España alcanzó los cuartos de final por primera vez en 16 años, un dato que ha despertado inevitablemente las comparaciones con el Mundial de 2010. La Copa del Mundo se le ha estancado en los últimso años. Aquel equipo terminó levantando el trofeo en Sudáfrica y, aunque las circunstancias son diferentes, la afición sueña con repetir una gesta que marcó a toda una generación.
Un objetivo claro
El objetivo ahora es claro: superar a Bélgica y meterse entre las cuatro mejores selecciones del campeonato. La Roja llega reforzada tras eliminar a Portugal en un encuentro de máxima igualdad, decidido en el tiempo de descuento después de un ejercicio de carácter y competitividad.
El triunfo ante el conjunto portugués dejó muy buenas sensaciones. España compitió de tú a tú frente a una de las grandes favoritas al título y supo mantener la calma en los momentos decisivos para encontrar el gol de la victoria cuando el partido parecía encaminado a la prórroga.
La expectación por el choque será enorme. Millones de aficionados seguirán el encuentro desde todos los rincones del mundo, conscientes de que cada partido puede ser decisivo en el camino hacia el título. El apoyo a la selección trasciende fronteras y también llega desde quienes se encuentran lejos de casa.

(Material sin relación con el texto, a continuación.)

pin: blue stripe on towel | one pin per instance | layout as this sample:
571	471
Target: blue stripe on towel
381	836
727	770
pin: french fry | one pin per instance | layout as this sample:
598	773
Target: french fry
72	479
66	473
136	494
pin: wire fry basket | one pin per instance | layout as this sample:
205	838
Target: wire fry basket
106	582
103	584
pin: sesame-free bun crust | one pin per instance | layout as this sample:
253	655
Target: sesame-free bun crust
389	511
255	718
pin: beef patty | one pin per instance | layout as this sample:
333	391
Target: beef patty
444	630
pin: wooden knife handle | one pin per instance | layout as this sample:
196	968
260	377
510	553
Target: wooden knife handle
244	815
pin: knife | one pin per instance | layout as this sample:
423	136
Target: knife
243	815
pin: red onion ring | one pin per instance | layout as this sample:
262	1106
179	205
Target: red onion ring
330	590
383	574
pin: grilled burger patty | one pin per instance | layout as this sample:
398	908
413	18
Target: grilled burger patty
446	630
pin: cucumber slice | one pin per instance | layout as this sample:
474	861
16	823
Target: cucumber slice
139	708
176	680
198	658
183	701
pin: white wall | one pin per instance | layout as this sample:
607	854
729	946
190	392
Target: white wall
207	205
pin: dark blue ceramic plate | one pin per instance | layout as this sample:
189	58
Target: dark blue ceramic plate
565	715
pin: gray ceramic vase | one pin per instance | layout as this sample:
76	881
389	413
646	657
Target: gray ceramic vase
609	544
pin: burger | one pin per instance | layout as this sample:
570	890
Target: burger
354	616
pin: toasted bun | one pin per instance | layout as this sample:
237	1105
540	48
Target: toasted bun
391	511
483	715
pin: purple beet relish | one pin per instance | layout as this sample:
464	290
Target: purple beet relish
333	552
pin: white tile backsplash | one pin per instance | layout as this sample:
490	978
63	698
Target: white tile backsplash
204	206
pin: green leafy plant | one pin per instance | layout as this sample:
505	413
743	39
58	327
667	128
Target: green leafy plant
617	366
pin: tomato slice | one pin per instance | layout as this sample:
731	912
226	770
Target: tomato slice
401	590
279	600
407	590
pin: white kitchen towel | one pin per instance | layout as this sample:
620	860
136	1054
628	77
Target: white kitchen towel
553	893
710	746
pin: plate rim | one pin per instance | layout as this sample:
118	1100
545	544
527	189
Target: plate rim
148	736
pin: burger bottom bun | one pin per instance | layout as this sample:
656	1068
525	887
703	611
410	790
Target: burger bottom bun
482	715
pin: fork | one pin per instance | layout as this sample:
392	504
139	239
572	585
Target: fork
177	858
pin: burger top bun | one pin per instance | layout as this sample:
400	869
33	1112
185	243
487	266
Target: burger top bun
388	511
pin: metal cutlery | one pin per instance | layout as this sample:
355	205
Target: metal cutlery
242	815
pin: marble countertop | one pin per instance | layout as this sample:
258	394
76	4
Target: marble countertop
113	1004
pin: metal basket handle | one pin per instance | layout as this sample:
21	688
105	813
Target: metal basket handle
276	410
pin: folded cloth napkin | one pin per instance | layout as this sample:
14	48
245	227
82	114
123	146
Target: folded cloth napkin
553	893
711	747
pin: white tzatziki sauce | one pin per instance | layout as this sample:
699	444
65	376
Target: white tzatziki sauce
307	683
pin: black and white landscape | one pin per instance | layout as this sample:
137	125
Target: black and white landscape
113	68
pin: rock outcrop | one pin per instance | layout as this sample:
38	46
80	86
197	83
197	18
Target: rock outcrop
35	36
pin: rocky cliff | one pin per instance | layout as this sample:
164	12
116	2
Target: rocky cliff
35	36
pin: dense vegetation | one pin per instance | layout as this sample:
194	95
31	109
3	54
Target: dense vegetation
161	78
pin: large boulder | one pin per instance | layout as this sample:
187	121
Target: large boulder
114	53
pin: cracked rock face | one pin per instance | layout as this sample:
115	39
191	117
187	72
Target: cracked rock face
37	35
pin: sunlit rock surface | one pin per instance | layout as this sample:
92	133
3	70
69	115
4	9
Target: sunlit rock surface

El Ejército respalda a la selección
Entre ellos están los militares españoles que participan en el despliegue Atlántico 26. Aunque el Mundial les coincide con una misión internacional, no han querido perderse ninguno de los partidos de la selección. "Con mucha ilusión, como siempre, y a ver si ganamos el Mundial. Madre mía la que liamos", comenta uno de los militares, reflejando el entusiasmo que se vive a bordo.
Antes de continuar su misión con destino a Canadá, los integrantes del despliegue enviaron un mensaje de ánimo al combinado nacional. "Los militares españoles del despliegue Atlántico 26 les deseamos toda la fuerza y la unión a la selección española para el Mundial", proclamaron al unísono los miembros de la Armada.
Los cinco buques españoles que integran el Grupo de Combate Expedicionario Atlántico 26 constituyen el mayor despliegue naval de las Fuerzas Armadas españolas este año. Con cerca de 2.500 militares, 75 vehículos, diez aeronaves, entre aviones AV-8B Harrier y helicópteros, y doce embarcaciones anfibias, todos ellos seguirán muy pendientes del duelo ante Bélgica, confiando en celebrar desde alta mar un nuevo paso de España hacia el sueño mundialista.